The concept of MD-associated fatty liver disease (MAFLD) has been proposed to replace nonalcoholic fatty liver disease (NAFLD) as the “official definition for fatty liver disease associated with metabolic alterations and insulin resistance,” now the most prevalent form of chronic liver disease globally,” wrote Serena Pelusi, from the Department of Pathophysiology and Transplantation, Università degli Studi di Milano, Milan, Italy and colleagues in the journal Liver International. The definition of MAFLD does not rule out coexisting drivers of liver disease, the authors continued, and using specific criteria diagnostic of MAFLD could help more readily identify the contribution of MD and insulin resistance to disease progression.

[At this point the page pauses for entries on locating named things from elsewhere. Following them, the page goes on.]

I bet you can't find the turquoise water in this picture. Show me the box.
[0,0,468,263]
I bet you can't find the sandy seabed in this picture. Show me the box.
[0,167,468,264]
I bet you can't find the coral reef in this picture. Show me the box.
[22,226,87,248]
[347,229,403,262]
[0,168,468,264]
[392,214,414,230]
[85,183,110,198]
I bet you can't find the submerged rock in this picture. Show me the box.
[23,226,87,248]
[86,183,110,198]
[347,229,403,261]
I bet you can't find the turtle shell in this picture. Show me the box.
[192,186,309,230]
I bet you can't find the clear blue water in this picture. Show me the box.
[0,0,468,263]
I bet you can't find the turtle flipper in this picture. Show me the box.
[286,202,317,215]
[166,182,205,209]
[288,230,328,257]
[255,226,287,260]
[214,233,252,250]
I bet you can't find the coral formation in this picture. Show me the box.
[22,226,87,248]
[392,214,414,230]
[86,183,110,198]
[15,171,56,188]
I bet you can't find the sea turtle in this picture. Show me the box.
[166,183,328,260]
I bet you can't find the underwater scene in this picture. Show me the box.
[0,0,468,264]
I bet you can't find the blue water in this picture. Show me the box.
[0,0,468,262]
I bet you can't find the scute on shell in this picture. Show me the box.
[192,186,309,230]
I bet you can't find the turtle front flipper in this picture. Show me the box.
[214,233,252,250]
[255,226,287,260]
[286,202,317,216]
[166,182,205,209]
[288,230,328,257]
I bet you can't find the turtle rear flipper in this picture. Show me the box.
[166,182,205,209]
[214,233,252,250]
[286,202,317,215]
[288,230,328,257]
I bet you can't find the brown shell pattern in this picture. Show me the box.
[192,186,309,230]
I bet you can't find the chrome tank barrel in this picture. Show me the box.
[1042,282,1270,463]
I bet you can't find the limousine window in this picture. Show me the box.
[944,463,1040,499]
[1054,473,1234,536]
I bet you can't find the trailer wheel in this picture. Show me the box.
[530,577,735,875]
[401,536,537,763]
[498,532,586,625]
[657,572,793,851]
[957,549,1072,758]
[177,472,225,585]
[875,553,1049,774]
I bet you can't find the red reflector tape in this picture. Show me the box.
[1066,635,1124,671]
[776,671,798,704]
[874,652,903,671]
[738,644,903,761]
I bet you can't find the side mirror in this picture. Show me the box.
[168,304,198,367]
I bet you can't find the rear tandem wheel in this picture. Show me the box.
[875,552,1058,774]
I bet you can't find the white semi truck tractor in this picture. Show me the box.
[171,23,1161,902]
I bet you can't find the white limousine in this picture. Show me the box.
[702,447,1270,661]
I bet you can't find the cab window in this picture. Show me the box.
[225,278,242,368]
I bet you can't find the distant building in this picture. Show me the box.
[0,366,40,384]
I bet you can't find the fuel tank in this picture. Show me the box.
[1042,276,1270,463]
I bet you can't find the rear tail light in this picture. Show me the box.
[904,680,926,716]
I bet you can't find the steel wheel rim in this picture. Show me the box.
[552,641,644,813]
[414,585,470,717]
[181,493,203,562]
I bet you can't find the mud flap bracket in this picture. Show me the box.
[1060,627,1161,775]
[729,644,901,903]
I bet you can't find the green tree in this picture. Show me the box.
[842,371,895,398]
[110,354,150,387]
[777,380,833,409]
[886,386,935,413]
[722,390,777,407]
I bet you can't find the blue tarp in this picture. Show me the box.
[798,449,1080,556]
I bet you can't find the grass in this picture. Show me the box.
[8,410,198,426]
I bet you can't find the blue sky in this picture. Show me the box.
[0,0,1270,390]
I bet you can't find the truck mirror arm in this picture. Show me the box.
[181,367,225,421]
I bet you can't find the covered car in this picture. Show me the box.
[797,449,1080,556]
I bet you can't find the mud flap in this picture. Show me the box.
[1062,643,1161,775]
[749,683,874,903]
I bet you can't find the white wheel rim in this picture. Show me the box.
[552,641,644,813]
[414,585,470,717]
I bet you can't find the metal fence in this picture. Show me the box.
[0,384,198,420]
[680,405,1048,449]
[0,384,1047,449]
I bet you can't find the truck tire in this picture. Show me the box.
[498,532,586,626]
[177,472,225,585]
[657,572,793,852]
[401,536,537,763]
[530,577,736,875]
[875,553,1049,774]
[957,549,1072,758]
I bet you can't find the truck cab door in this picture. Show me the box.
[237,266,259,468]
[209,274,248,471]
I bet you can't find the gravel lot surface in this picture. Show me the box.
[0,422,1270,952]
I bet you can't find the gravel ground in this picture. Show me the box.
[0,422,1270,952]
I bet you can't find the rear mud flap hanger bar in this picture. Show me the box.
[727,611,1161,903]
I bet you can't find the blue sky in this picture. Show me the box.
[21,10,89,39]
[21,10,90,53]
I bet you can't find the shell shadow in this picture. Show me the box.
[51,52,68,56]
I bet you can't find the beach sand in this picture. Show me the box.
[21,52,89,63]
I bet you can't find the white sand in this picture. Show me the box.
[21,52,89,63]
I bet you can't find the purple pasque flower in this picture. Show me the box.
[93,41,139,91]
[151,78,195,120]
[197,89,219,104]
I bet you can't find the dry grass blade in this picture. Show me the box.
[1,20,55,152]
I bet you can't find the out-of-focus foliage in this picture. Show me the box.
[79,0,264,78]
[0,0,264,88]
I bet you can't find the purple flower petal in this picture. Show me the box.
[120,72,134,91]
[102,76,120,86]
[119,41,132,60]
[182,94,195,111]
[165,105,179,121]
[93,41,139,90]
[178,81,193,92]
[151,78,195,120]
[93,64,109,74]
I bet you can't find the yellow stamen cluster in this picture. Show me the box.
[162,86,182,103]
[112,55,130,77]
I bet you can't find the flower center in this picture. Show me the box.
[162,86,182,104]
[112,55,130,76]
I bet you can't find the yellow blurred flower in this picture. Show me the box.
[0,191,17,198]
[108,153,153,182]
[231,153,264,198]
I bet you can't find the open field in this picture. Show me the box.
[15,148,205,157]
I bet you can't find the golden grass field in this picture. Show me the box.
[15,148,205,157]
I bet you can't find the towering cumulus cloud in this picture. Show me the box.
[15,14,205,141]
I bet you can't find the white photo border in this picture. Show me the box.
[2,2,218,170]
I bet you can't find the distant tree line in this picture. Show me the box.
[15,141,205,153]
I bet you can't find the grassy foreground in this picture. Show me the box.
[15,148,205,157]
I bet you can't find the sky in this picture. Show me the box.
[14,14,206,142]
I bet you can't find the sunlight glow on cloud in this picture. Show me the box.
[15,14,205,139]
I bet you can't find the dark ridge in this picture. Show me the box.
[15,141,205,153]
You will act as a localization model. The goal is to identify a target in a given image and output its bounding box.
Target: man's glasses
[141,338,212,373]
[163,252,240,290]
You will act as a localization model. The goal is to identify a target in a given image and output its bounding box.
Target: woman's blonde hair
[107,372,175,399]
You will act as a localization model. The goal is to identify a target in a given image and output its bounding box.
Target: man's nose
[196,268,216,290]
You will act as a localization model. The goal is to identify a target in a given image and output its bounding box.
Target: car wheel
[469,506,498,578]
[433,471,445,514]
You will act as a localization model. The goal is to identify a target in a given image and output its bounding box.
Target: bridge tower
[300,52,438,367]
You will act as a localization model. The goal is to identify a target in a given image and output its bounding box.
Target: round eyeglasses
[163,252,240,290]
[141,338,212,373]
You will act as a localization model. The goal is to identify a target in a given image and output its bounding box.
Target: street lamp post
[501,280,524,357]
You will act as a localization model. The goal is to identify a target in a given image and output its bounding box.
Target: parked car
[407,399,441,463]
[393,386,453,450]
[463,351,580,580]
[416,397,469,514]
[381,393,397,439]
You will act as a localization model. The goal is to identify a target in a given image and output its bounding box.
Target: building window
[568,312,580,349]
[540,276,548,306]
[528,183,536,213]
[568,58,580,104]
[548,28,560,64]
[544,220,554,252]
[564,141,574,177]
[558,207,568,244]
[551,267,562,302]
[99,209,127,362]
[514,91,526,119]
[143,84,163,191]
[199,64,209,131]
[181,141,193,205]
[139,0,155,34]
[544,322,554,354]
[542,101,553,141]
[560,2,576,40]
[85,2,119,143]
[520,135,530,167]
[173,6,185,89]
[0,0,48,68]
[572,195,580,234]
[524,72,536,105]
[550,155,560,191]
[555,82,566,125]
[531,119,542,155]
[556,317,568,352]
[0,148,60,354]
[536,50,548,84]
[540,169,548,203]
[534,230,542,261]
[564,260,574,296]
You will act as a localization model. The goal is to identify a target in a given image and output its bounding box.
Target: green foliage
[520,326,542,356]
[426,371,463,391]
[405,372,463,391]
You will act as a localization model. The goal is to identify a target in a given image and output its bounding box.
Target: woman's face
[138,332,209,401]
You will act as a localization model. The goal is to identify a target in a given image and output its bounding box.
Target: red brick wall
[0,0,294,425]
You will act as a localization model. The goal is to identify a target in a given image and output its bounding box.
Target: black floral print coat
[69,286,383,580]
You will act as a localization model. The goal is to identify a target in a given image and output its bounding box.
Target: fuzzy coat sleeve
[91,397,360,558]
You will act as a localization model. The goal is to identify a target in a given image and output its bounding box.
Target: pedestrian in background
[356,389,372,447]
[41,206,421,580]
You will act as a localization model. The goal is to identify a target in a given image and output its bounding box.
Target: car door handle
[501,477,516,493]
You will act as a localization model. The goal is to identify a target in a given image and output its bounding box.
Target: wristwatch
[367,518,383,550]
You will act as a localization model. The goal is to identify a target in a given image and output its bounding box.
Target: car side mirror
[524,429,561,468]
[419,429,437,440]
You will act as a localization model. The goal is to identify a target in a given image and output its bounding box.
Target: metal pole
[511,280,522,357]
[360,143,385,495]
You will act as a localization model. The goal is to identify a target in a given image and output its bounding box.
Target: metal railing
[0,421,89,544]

Pelusi et al set out to examine the clinical implications of using the MAFLD definition to predict major clinical events (HCC and cardiovascular events [CVE]) in patients with advanced liver fibrosis after eradication of HCV.
For the study, investigators took advantage of the NAVIGATORE-Lombardia study database, a population-based real-world cohort created to study the impact of metabolic comorbidities on HCC and cardiovascular events (CVE) after antiviral treatment. They selected an initial 8740 participants with information available on age, sex, anthropometric features, fibrosis staging, metabolic co-morbidities, and pharmacologic history.
After exclusions, the final cohort numbered 2611 participants cured of chronic HCV who had advanced liver fibrosis, did not have HBV or HIV, had no history of liver transplantation, and were negative for HCC. Median age of the cohort was 61.4 years and 63.9% were men. males, median follow-up 34 months.
Participants were followed (median duration 34 months) for HCC and CVE, defined as hospitalization due to ischemic heart disease or heart failure and sudden death.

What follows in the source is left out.